I’m also interested in Ayelet Waldman’s memoir Bad Mother {Waldman is married to Chabon}. You may remember her from the controversial article she wrote that ran in the New York Times a few years ago where she said she loved her husband more than her children. Oprah interviewed her about it at the time and I remember feeling like I missed the point of it all, so I’d like to give her the benefit of the doubt and try to get where she’s coming from. I love my husband and my daughter completely and in different ways and I can’t quantify one love as being anything other than a different kind of unfathomable love than the other. My daughter has begun saying, “I love you all the way to outer space,” the longest distance she can conceptualize and I feel that way too. For both of them. Still, I’m interested in reading what Waldman to say.

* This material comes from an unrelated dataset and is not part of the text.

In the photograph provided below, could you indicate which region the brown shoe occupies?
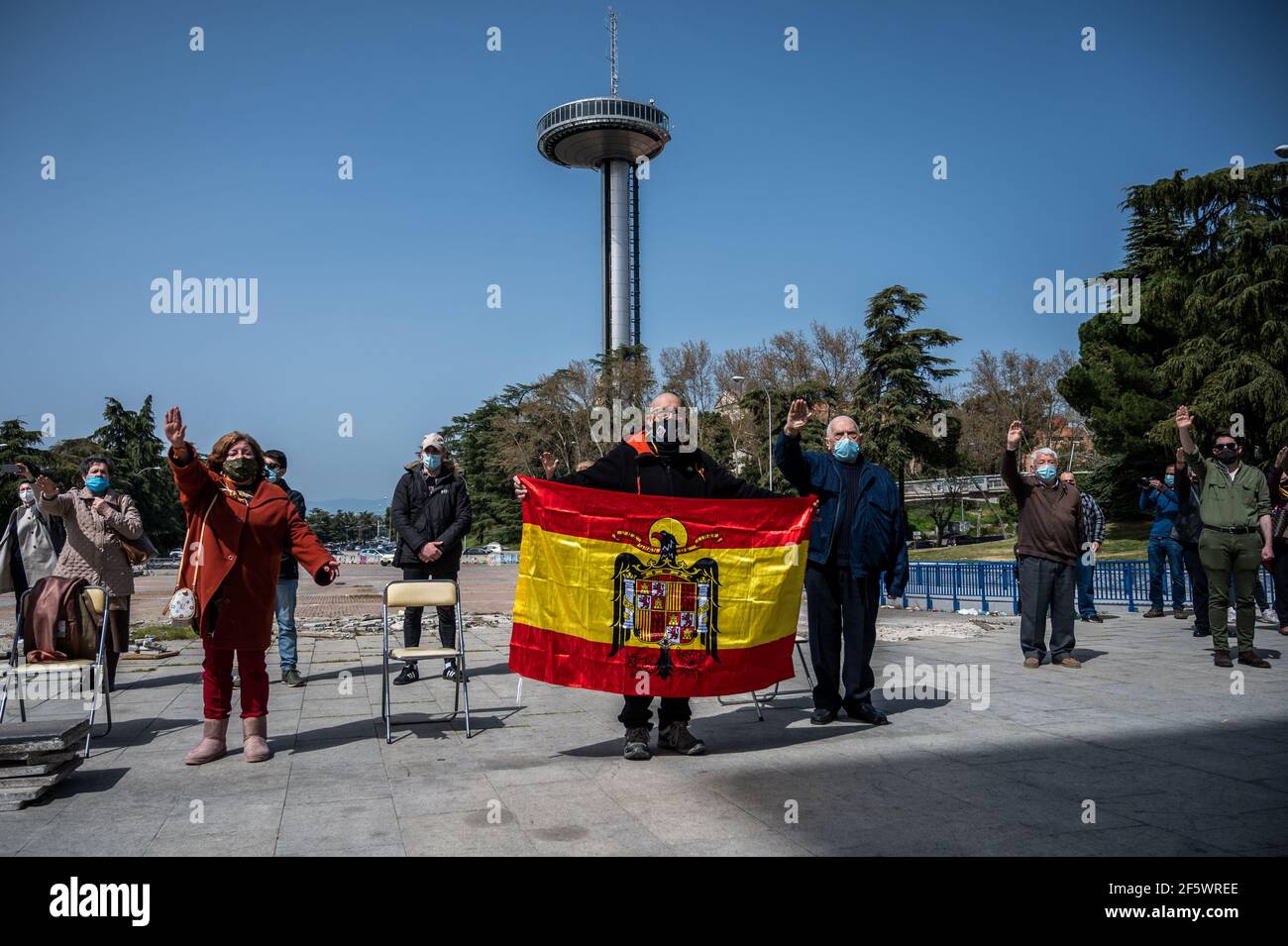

The second NPR piece I heard this morning was an interview with Rosanne Cash performing songs from her new album The List.
Here’s the story behind the album:

CASH: When I was 18 years old, I went on the road with my dad after I graduated from high school. And we were riding on the tour bus one day, kind of rolling through the South, and he mentioned a song. We started talking about songs, and he mentioned one, and I said I don’t know that one. And he mentioned another. I said I don’t know that one either, Dad, and he became very alarmed that I didn’t know what he considered my own musical genealogy.

And I was very steeped in pop and rock music, and I grew up in Southern California. So he spent the rest of the afternoon making a list for me, and at the end of the day, he said this is your education. And across the top of the page, he wrote 100 essential country songs. The list might have been better titled 100 essential American songs because it was very comprehensive. He covered every critical point in Southern and American music: early folk songs, protest songs, Delta blues, Southern gospel, early country music, Appalachian. Everything that fed into modern country music was on that list. So his overview was really of a musicologist but formed by his instincts, you know, and just the rhythm in his own blood.

So I realized when he gave me the list at the age of 18 that this was an important document, and I set about learning these songs. But it took me I think until know to realize that he was really giving me himself, a part of his heart and soul.

How powerful. She is so thoughtful and articulate. She mentions a few of my favorite writers in passing {like Joan Didion and Malcolm Gladwell} and I kept thinking that I wish I could sit on a creaking porch with her with rocking chairs and quilts and have hot tea and talk about stuff that moves us. She would be, I imagine at least, that kind of friend.

On religion she says:

“I adhere to the religion of art and music and small children.

(Soundbite of laughter)

Ms. CASH: The pronouncements of small children. You know, I’m not the type to turn to religion in that way. I’m not the type to turn to drugs and alcohol, but I do have a profound devotion to art and music – and children. And those three things, as well as the love of my husband, who is an amazing partner and, you know, if you ever have brain surgery, you want to call him up to do all of the vetting of the neurosurgeons and all of that business because he makes a great patient advocate.

On advising her 27 year-old daughter who just made an album and asked, “how do I have a successful career as a musician without having a public life?” she said, “And it kind of broke my heart because that was the exact question I asked at her age. And I said, I don’t know because, you know, songs are not complete until they’re heard, you know, you can’t just do this for your living room.”

I love that sentiment. I feel that way about all kinds of art. It’s not really complete until it’s shared. I always feel that contradicting tug of living very privately on one end but feeling disconnected if I keep everything to myself.

So, I have to ask, what would top your 100 list?

October 15, 2009 - 9:23 am Kath - I know I told you earlier that I don't really have favourites, so I have to choose an album. Shawn Colvin - Cover Girl is the one album I listen to repeatedly. Every single song moves me in some way.